# Come join us tonight online for fun and games aquarium wise.



## will5 (Oct 26, 2005)

Hi come join us on line @ 7:00 pm central time for fun and games. There will be chances to win prizes which can include fish, plants, food,and equipment just to name a few things.

Here is the link.

AquaChat.com

Happy playing.


----------



## will5 (Oct 26, 2005)

*Hi*

Just so everyone knows this takes place every month on the second Saturday at night.

Also just for the event there are a mass of 1 hour auctions that will be priced well below what they are worth. They just ask that if you make bids that they be a good bid and not like a dollar so that the seller does not get ripped off.

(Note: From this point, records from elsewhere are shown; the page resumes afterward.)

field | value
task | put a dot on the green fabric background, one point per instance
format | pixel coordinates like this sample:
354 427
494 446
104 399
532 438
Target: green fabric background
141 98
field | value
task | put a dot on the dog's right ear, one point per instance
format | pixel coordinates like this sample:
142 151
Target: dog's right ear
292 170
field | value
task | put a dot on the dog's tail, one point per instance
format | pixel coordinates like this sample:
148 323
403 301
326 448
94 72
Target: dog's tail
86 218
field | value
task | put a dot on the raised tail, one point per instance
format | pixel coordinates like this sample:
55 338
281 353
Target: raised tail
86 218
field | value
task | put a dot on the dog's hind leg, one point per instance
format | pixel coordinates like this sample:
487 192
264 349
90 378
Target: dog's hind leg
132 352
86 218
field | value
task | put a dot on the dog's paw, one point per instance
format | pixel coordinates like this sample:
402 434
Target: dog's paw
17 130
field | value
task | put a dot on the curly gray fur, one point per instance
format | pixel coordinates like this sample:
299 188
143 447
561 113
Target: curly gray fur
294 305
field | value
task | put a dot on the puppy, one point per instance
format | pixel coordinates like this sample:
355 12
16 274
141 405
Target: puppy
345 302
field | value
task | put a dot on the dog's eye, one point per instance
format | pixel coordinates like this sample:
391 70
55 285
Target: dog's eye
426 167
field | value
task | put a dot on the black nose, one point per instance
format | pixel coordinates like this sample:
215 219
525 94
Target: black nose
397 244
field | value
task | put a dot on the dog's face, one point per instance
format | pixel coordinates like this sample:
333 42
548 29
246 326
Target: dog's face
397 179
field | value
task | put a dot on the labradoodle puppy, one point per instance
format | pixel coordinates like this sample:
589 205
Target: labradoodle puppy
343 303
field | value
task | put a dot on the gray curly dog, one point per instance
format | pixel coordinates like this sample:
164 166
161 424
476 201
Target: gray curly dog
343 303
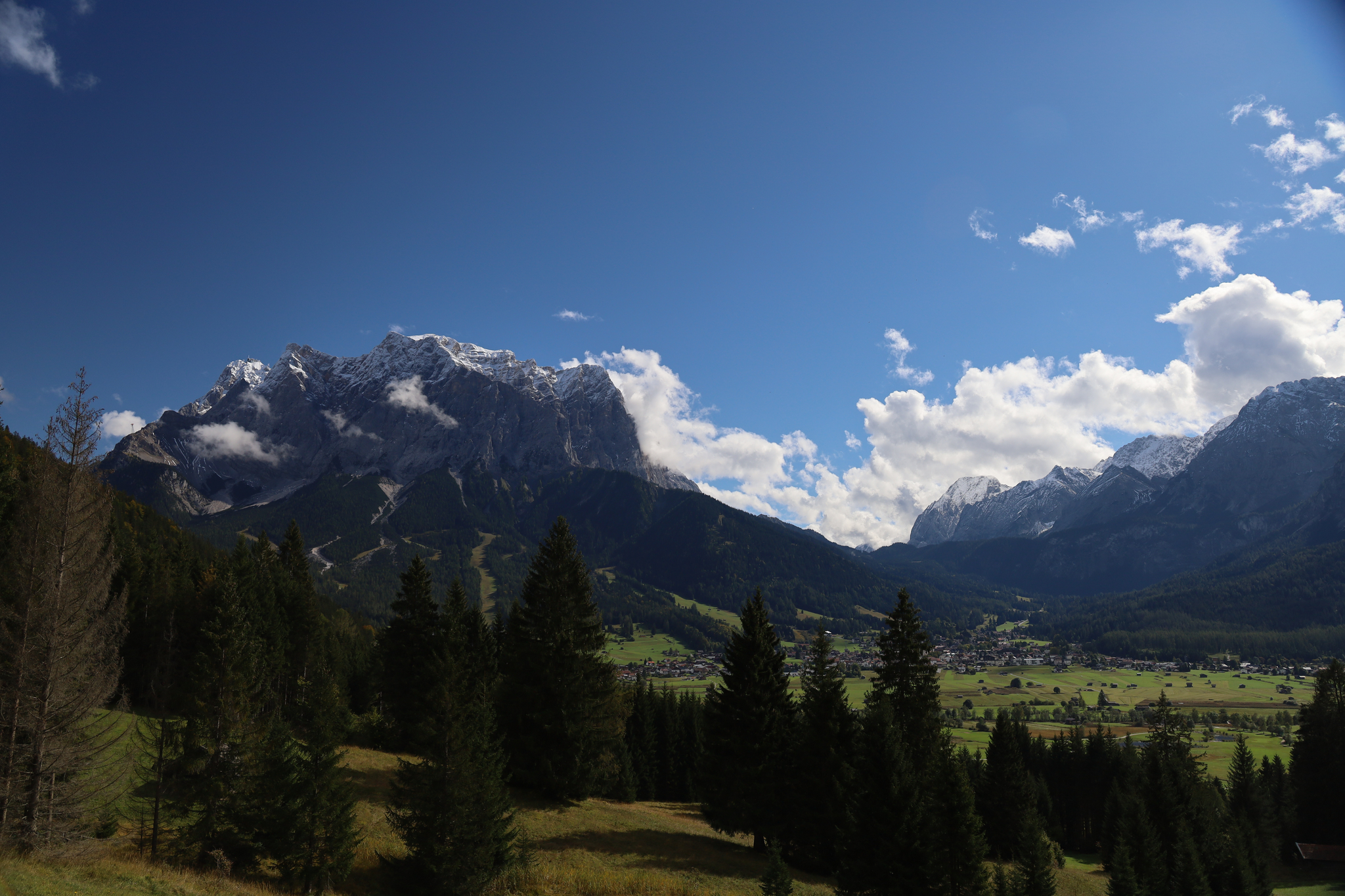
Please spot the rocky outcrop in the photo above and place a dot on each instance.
(410, 406)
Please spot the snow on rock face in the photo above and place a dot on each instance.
(412, 405)
(249, 371)
(1158, 457)
(938, 522)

I always have a great time.


----------



## will5 (Oct 26, 2005)

*Hi*

Hi when you enter ask *ijedic* for the the link to pick your lucky #'s. Once the number has been drawn if it is your number you will win the mestery prize.

Note all prizes you win will be shipped to you for free.


----------



## epicfish (Sep 11, 2006)

Thanks for the heads up William.


----------



## 247Plants (Mar 23, 2006)

I was there on that night and I won 15 RCS with free shipping!


----------



## Burks (May 25, 2006)

I won the "Surprize" package. 

Because of the fun and games I learned Aquabid actually has forums! I've been on Aquabid for months and never knew that. Met some very nice and intelligent people. Even one who bred those Hawaiian Volcano Shrimp!


----------